The foreign function is written as follows:
numba/cuda/tests/doc_examples/ffi/functions.cu
1// Foreign function example: multiplication of a pair of floats
2
3extern "C" __device__ int
4mul_f32_f32(
5 float* return_value,
6 float x,
7 float y)
8{
9 // Compute result and store in caller-provided slot
10 *return_value = x * y;
11
12 // Signal that no Python exception occurred
13 return 0;
14}
The Python code and kernel are:
test_ex_linking_cu
in numba/cuda/tests/doc_examples/test_ffi.py
1from numba import cuda
2import numpy as np
3import os
4
5# Path to the source containing the foreign function
6# (here assumed to be in a subdirectory called "ffi")
7basedir = os.path.dirname(os.path.abspath(__file__))

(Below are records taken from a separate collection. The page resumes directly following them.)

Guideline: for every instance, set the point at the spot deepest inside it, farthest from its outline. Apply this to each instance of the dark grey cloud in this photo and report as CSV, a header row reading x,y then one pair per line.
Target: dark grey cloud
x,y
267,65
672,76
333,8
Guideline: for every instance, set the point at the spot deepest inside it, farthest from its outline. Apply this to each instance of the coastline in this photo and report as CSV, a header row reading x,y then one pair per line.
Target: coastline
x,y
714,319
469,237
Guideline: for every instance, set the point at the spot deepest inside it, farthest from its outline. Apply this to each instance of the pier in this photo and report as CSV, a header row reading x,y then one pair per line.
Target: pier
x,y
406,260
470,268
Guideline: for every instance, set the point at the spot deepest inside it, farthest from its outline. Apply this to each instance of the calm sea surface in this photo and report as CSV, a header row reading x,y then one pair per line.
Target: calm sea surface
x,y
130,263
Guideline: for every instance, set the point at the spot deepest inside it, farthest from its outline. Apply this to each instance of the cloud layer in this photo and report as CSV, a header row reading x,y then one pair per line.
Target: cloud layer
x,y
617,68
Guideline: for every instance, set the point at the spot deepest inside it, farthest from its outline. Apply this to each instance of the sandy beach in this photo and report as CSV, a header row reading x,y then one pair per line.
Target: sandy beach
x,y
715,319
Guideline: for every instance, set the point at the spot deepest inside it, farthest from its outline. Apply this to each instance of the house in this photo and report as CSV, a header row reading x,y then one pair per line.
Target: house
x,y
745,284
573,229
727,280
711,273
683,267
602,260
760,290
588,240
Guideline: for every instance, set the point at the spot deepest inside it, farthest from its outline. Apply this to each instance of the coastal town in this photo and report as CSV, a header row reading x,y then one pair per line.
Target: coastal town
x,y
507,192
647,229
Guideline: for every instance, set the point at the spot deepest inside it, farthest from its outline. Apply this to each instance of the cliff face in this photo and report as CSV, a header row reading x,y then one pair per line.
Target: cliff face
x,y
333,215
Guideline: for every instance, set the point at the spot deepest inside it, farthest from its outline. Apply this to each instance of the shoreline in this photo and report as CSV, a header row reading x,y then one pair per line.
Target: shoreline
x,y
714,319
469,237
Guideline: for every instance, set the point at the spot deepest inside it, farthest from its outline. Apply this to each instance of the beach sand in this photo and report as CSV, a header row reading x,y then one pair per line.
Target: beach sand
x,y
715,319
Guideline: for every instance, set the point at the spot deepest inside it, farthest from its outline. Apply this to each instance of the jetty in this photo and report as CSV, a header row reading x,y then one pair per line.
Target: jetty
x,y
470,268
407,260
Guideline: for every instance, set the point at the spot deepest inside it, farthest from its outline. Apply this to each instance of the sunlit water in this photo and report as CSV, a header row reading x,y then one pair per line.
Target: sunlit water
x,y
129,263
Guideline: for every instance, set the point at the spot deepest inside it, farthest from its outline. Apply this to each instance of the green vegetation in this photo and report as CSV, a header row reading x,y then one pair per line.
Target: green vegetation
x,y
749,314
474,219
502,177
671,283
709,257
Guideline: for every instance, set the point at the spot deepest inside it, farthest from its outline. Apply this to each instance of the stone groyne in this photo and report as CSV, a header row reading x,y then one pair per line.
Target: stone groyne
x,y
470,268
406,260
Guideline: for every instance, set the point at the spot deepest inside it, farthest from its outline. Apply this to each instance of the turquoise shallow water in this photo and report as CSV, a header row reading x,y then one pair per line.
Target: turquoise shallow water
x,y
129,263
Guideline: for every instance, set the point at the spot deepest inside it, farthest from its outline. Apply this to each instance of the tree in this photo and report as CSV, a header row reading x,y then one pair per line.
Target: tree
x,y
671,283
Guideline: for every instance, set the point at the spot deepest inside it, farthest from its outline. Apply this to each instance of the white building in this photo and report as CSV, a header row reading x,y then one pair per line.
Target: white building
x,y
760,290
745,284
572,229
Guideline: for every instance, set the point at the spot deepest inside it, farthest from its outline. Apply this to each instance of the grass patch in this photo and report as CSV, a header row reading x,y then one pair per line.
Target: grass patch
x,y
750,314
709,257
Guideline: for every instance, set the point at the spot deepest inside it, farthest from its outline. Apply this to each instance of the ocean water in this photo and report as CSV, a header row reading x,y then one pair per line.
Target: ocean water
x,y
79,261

8functions_cu = os.path.join(basedir, 'ffi', 'functions.cu')
9
10# Declaration of the foreign function
11mul = cuda.declare_device('mul_f32_f32', 'float32(float32, float32)',
12 link=functions_cu)
13
14# A kernel that calls mul; functions.cu is linked automatically due to
15# the call to mul.
16@cuda.jit
17def multiply_vectors(r, x, y):
18 i = cuda.grid(1)
19
20 if i < len(r):
21 r[i] = mul(x[i], y[i])
22
23# Generate random data
24N = 32
25np.random.seed(1)
26x = np.random.rand(N).astype(np.float32)
27y = np.random.rand(N).astype(np.float32)
28r = np.zeros_like(x)
29
30# Run the kernel
31multiply_vectors[1, 32](r, x, y)
32
33# Sanity check - ensure the results match those expected
34np.testing.assert_array_equal(r, x * y)
Note
The example above is minimal in order to illustrate a foreign function call - it would not be expected to be particularly performant due to the small grid and light workload of the foreign function.